Fantastic Voyage (1966)

An attempt on the life of a diplomat has left him in a coma. The area of the brain damaged cannot easily be operated on. It's easier, apparently, to shrink down a submarine and crew to microscopic size to make the repairs.

I was mystified how poorly remembered this sci-fi classic is. Until I watched it, that is. It begins with all the techo-cheese of a 60's sci-fi TV show. White noise, spinning tape drives, and, oh yea, that high-tech typewriter. At one point the General walks from fuzzy CRT to CRT to ask a different person on screen what the patient's heart rate or temperature was. Star Trek had a much better grasp on that sort of thing. Still, it ventured into a new realm and showed us something never before seen in the genre: the miracle of the human body at microscopic scale. And what does that magical realm look like? A little like a low rent carnival funhouse.

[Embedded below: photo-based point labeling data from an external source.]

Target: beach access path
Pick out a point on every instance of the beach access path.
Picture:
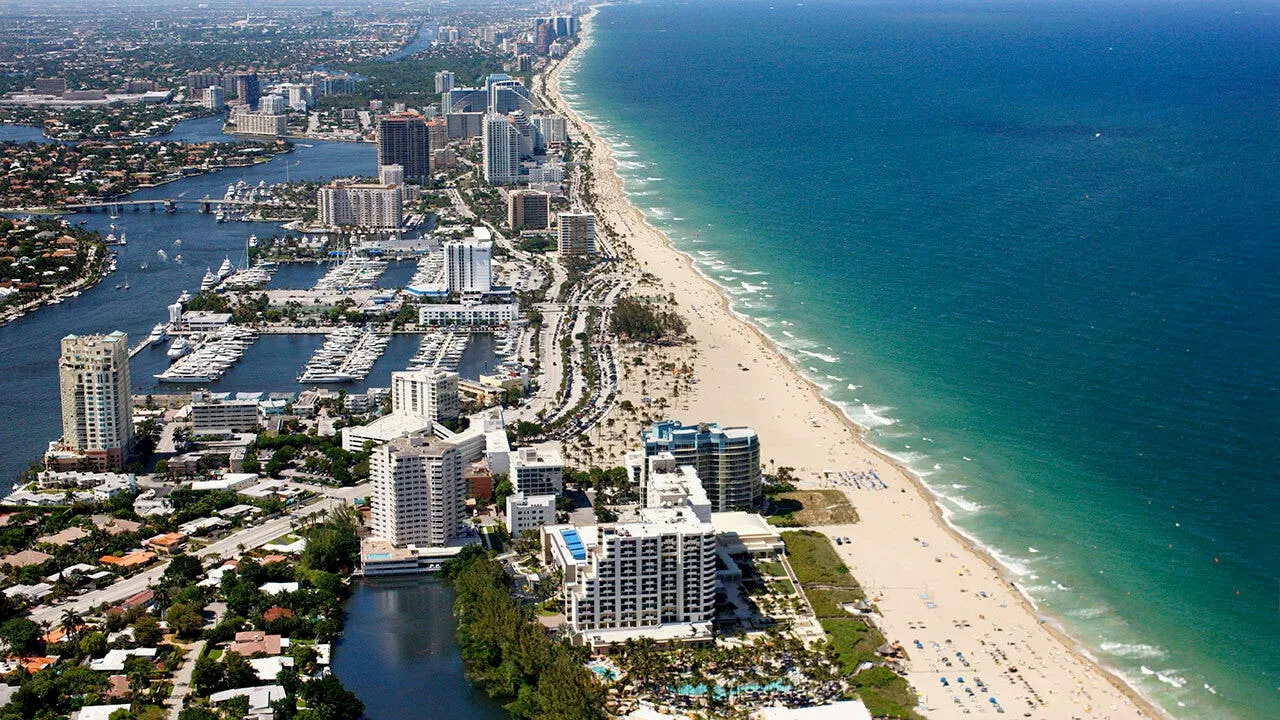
(744, 381)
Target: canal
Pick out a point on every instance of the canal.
(400, 654)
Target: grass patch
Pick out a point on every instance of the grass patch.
(804, 507)
(855, 641)
(769, 569)
(827, 601)
(885, 693)
(782, 587)
(814, 560)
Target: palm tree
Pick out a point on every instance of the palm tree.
(72, 623)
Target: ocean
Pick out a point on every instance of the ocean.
(1032, 247)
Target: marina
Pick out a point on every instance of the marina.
(346, 355)
(440, 350)
(352, 273)
(210, 359)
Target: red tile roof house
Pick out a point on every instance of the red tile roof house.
(251, 642)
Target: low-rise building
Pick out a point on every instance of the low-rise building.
(538, 470)
(529, 513)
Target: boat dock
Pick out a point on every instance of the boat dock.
(347, 355)
(442, 350)
(211, 359)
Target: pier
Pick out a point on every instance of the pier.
(167, 204)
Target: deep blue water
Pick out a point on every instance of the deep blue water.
(400, 655)
(30, 346)
(1033, 249)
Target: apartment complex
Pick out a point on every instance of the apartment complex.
(652, 578)
(97, 411)
(576, 233)
(211, 415)
(469, 267)
(727, 460)
(269, 124)
(501, 150)
(403, 140)
(419, 493)
(429, 395)
(419, 400)
(538, 470)
(529, 210)
(529, 513)
(346, 204)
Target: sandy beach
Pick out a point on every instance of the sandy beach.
(929, 583)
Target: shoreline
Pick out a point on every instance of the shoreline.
(611, 195)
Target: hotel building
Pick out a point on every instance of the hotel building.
(652, 578)
(727, 460)
(97, 413)
(576, 233)
(419, 493)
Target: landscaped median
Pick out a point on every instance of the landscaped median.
(809, 507)
(830, 586)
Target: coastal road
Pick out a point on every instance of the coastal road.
(182, 679)
(224, 548)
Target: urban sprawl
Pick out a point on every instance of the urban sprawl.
(187, 554)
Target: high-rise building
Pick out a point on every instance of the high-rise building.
(465, 100)
(528, 210)
(464, 126)
(247, 89)
(419, 495)
(402, 140)
(650, 578)
(510, 95)
(576, 233)
(248, 122)
(443, 81)
(501, 150)
(727, 460)
(97, 411)
(391, 176)
(272, 104)
(536, 470)
(344, 204)
(200, 81)
(215, 98)
(469, 267)
(526, 132)
(428, 395)
(50, 86)
(552, 131)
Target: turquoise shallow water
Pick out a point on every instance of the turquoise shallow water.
(1033, 249)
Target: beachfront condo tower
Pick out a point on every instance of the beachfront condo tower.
(727, 460)
(405, 141)
(419, 492)
(576, 233)
(649, 578)
(501, 150)
(97, 413)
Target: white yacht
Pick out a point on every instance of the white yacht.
(156, 333)
(178, 349)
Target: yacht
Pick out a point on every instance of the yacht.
(178, 349)
(156, 335)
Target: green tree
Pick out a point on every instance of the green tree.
(22, 634)
(184, 620)
(183, 570)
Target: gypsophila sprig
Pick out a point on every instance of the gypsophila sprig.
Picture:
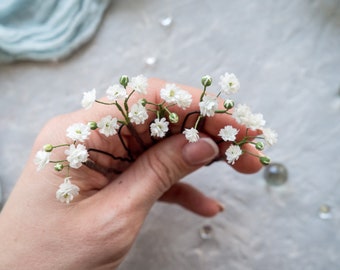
(160, 120)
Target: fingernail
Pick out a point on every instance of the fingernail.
(201, 152)
(220, 206)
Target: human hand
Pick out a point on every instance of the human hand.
(98, 228)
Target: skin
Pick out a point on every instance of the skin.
(97, 229)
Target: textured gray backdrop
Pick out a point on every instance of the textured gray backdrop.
(287, 57)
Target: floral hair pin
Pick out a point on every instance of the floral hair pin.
(160, 117)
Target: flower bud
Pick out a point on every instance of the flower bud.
(265, 160)
(124, 80)
(206, 80)
(228, 104)
(259, 146)
(92, 125)
(173, 118)
(144, 102)
(59, 167)
(48, 147)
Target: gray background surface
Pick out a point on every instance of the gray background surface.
(287, 57)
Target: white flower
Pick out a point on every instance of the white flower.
(191, 134)
(78, 132)
(108, 126)
(41, 159)
(138, 113)
(171, 93)
(270, 136)
(233, 153)
(208, 106)
(159, 128)
(244, 116)
(228, 133)
(139, 84)
(67, 191)
(116, 92)
(88, 99)
(229, 83)
(76, 155)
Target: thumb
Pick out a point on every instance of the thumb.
(160, 167)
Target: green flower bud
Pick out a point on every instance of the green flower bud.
(48, 147)
(124, 80)
(173, 118)
(228, 104)
(265, 160)
(58, 167)
(92, 125)
(259, 146)
(206, 80)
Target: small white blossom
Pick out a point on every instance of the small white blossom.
(116, 92)
(67, 191)
(191, 134)
(41, 159)
(228, 133)
(76, 155)
(88, 99)
(208, 106)
(229, 83)
(108, 126)
(78, 132)
(139, 84)
(159, 127)
(233, 153)
(171, 93)
(243, 115)
(270, 136)
(138, 113)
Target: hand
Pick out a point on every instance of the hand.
(97, 229)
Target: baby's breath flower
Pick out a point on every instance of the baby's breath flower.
(173, 118)
(233, 153)
(138, 113)
(67, 191)
(116, 92)
(270, 136)
(41, 159)
(172, 94)
(244, 116)
(228, 133)
(229, 83)
(139, 84)
(159, 127)
(78, 132)
(88, 99)
(208, 106)
(191, 134)
(76, 155)
(228, 104)
(108, 125)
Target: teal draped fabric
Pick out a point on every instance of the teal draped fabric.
(46, 30)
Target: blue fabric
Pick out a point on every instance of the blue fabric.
(46, 30)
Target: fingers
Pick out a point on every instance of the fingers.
(158, 169)
(192, 199)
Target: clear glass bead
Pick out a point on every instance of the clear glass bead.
(275, 174)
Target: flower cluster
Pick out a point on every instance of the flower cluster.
(160, 118)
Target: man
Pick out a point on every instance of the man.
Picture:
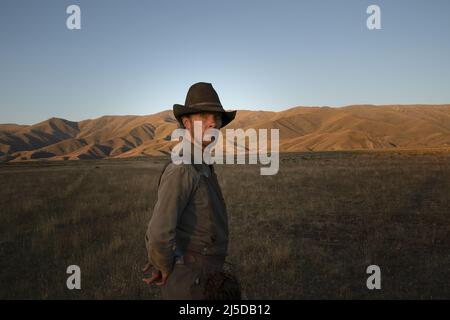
(187, 237)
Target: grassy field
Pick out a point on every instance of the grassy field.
(308, 232)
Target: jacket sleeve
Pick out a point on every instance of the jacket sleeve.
(175, 189)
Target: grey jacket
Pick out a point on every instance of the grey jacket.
(190, 215)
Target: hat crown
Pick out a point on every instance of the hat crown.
(202, 92)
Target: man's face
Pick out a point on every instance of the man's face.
(207, 119)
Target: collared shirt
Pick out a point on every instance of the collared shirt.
(190, 215)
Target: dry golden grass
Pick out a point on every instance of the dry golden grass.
(308, 232)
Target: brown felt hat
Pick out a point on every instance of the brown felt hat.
(202, 97)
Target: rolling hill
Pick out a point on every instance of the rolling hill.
(301, 129)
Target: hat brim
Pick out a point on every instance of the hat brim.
(180, 110)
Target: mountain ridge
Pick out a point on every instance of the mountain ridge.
(301, 129)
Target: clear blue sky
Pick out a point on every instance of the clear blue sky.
(140, 57)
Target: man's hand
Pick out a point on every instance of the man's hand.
(159, 278)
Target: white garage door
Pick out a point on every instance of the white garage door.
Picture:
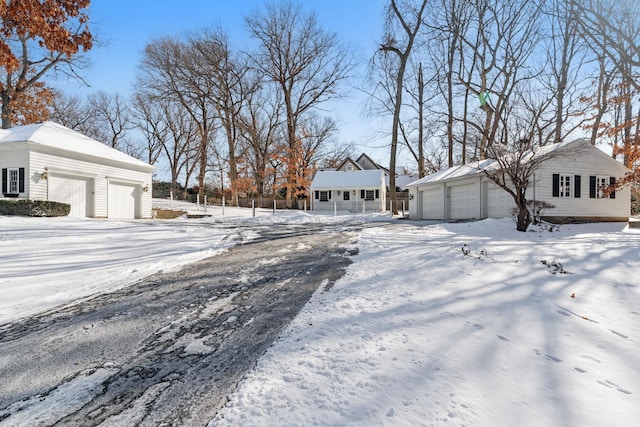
(431, 204)
(463, 202)
(73, 190)
(122, 200)
(499, 203)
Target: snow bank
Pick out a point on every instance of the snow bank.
(422, 332)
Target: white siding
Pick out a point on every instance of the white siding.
(585, 164)
(124, 200)
(354, 204)
(88, 168)
(73, 190)
(498, 203)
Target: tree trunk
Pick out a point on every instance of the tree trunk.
(6, 110)
(421, 169)
(523, 217)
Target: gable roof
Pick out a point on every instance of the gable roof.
(475, 168)
(348, 160)
(53, 135)
(356, 179)
(367, 163)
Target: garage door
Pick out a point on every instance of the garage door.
(73, 190)
(431, 203)
(122, 200)
(499, 202)
(463, 202)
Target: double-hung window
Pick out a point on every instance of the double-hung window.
(566, 189)
(602, 187)
(12, 181)
(566, 185)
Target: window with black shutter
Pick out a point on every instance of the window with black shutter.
(12, 181)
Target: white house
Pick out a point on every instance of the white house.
(47, 161)
(348, 191)
(572, 179)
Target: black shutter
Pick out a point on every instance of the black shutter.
(592, 187)
(21, 180)
(612, 182)
(555, 192)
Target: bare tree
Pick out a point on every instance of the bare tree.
(70, 111)
(168, 129)
(214, 61)
(110, 120)
(260, 122)
(307, 64)
(170, 69)
(566, 56)
(408, 22)
(38, 38)
(498, 60)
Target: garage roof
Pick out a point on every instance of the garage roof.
(53, 135)
(355, 179)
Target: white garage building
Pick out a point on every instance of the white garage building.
(573, 178)
(47, 161)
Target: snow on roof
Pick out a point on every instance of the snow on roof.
(53, 135)
(475, 168)
(355, 179)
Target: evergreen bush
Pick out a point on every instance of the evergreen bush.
(23, 207)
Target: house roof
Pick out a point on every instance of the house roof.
(50, 134)
(345, 161)
(364, 159)
(355, 179)
(475, 168)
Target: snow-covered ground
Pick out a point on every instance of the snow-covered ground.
(433, 324)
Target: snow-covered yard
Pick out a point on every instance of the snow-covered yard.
(433, 324)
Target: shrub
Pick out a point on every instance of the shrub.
(22, 207)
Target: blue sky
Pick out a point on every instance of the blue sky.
(125, 26)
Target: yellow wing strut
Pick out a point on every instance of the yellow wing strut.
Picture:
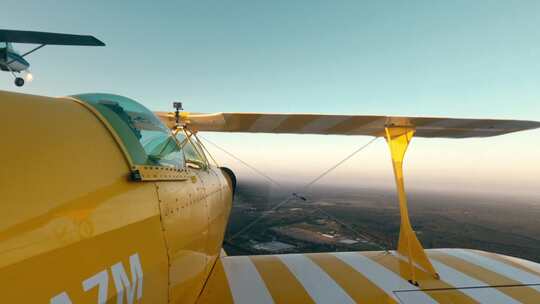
(409, 246)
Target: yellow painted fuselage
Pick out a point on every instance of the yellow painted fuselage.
(74, 228)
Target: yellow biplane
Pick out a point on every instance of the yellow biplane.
(104, 201)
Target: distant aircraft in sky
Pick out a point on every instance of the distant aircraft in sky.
(13, 62)
(104, 201)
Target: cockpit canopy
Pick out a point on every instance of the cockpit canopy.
(143, 135)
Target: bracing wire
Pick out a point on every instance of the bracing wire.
(305, 187)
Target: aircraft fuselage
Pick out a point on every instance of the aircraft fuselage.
(76, 229)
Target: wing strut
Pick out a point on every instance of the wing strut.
(398, 139)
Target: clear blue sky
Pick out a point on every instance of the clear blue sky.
(443, 58)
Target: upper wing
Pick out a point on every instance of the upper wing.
(371, 125)
(48, 38)
(466, 276)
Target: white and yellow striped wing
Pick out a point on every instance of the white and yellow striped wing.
(466, 276)
(371, 125)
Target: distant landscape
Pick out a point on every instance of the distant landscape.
(334, 218)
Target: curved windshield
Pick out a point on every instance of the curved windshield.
(146, 139)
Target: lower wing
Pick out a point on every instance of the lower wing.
(466, 276)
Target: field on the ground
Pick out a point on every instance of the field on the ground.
(318, 220)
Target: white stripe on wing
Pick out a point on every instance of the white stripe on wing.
(317, 283)
(246, 284)
(382, 277)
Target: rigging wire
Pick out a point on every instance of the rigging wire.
(293, 195)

We marvel at the cast marveling at the miracle of green screen. We gasp in excitement as Raquel Welch is attacked by white blood cells, and the men frantically try to tear them off, mostly from her ample breasts. Every turn a new unexpected challenge awaits. The script was researched well enough that parts were viewed in college medical classes for years.

Fantastic Voyage, while something of a snoozer, did attempt something new, and there is virtue in that. Even if it appears severely dated to modern eyes. Dated, cheesy, and a bit dull, but innovative and slightly smarter than most. AMRU 3.